Music up, music down!

Shortly I'm going to quote someone. I want you to do two things: absorb the facts this person is pointing out - and, guess who it is.

"Today our country is being let down with a dumbed-down media. A media which will trot out any old rubbish and pass it off as news. The media have convinced themselves, and then set about convincing you that Labour will win the next election. And they have done so shamelessly. We have looked into Labour's promises. But we haven't just looked at their official manifesto. We have read all their speeches and all their press releases as well. We have learnt that Labour have promised to hold 96 separate inquiries should they ever become Government and have promised to set-up no less than 158 new Ministries, Government departments and Government agencies.

"Labour have promised us:

  • 13 new ministries,
  • 27 new 'committees'
  • 7 new funds
  • 3 new trusts
  • 7 new 'schemes'
  • 35 new quangos
  • 1 new court system
  • 7 new commissioners
  • 1 new foundation
  • 2 'forums'
  • 3 new ombudsmen
  • 22 new boards
  • 22 new advisory councils
  • and 7 new 'directorates'.

    "They also want:

  • 24 new inquiries
  • 82 reviews
  • 42 investigations
  • 6 explorations
  • 1 summit
  • 4 reassessments
  • and one discussion.

    "And they have not costed any of them.The list of all the ministries that Labour are on the record as promising to set up is 13 pages long! To be fair, Labour have promised to get rid of the Health funding authority - and replace it with 22 health boards, 22 primary Health advisory Committees, 22 Hospital Management Committees, six Health Directorates and one Health funding taskforce.

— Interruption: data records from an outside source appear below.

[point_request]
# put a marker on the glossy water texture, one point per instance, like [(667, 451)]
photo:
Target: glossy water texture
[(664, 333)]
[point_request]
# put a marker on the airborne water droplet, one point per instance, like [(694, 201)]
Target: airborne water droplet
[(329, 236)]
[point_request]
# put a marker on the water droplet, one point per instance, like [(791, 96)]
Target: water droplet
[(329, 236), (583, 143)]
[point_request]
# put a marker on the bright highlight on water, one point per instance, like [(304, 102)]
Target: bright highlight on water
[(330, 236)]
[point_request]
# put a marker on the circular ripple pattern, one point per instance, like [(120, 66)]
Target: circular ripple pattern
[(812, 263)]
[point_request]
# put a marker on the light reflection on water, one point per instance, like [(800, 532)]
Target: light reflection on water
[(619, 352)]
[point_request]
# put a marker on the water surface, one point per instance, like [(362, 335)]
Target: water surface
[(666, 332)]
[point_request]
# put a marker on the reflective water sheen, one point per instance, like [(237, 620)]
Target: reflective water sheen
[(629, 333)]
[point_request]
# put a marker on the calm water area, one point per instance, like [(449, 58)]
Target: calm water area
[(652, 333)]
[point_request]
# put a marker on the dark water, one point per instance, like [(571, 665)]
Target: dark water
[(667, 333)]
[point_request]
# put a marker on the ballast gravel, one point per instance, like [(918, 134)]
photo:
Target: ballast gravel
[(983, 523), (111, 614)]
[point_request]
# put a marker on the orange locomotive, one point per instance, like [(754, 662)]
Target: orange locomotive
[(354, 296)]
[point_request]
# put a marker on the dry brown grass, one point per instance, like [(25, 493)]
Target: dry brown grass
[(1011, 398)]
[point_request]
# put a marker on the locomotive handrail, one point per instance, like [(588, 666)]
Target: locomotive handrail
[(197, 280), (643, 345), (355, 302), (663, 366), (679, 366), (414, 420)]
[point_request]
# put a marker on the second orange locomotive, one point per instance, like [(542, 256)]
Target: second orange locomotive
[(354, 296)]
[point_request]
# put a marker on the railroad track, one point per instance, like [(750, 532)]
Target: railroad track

    "Labour are promising 13 new ministers-above the 26 we already have. Labour want to increase the size of Cabinet by 50%. That's 13 ministers who will have Ministerial cars, Ministerial houses, Ministerial spin doctors and consultants."

    Any idea who might have said all that? Some libertarian let loose on Labour lunacies? Actually, it was Winston Peters, in a speech in Christchurch on Wednesday. Now Winston is not exactly renowned for libertarian tendencies - this after all is the man who wants conscription back - and I don't imagine he's about to propose a massive slashing of government & bureaucracy, but I was nonetheless intrigued to read this, further on in his speech:

    "Believe it or not, we actually have a Government agency called the New Zealand Pleasure Boats Advisory Board. It is their job to discuss what Government policy should be with regards to small pleasure boats less than 50 feet in length. The 6 members of the Board were paid $170,000 in fees last year (that's $28,000 each). They employ a full time researcher and paid him $50,000 per year. Last year they met four times, and it costed the tax payer $20,000 each time they met."

    I knew I had read this before. Then I remembered where. It was in Issue #36 of my own magazine, The Free Radical. Winston has obviously become quite discerning in his choice of reading material. Is there hope for the boy yet? Who knows, we might be able to wean him off the demented drones who vote for him & onto the path of freedom.

    Forgive me; I do have these occasional lapses into hysterical optimism.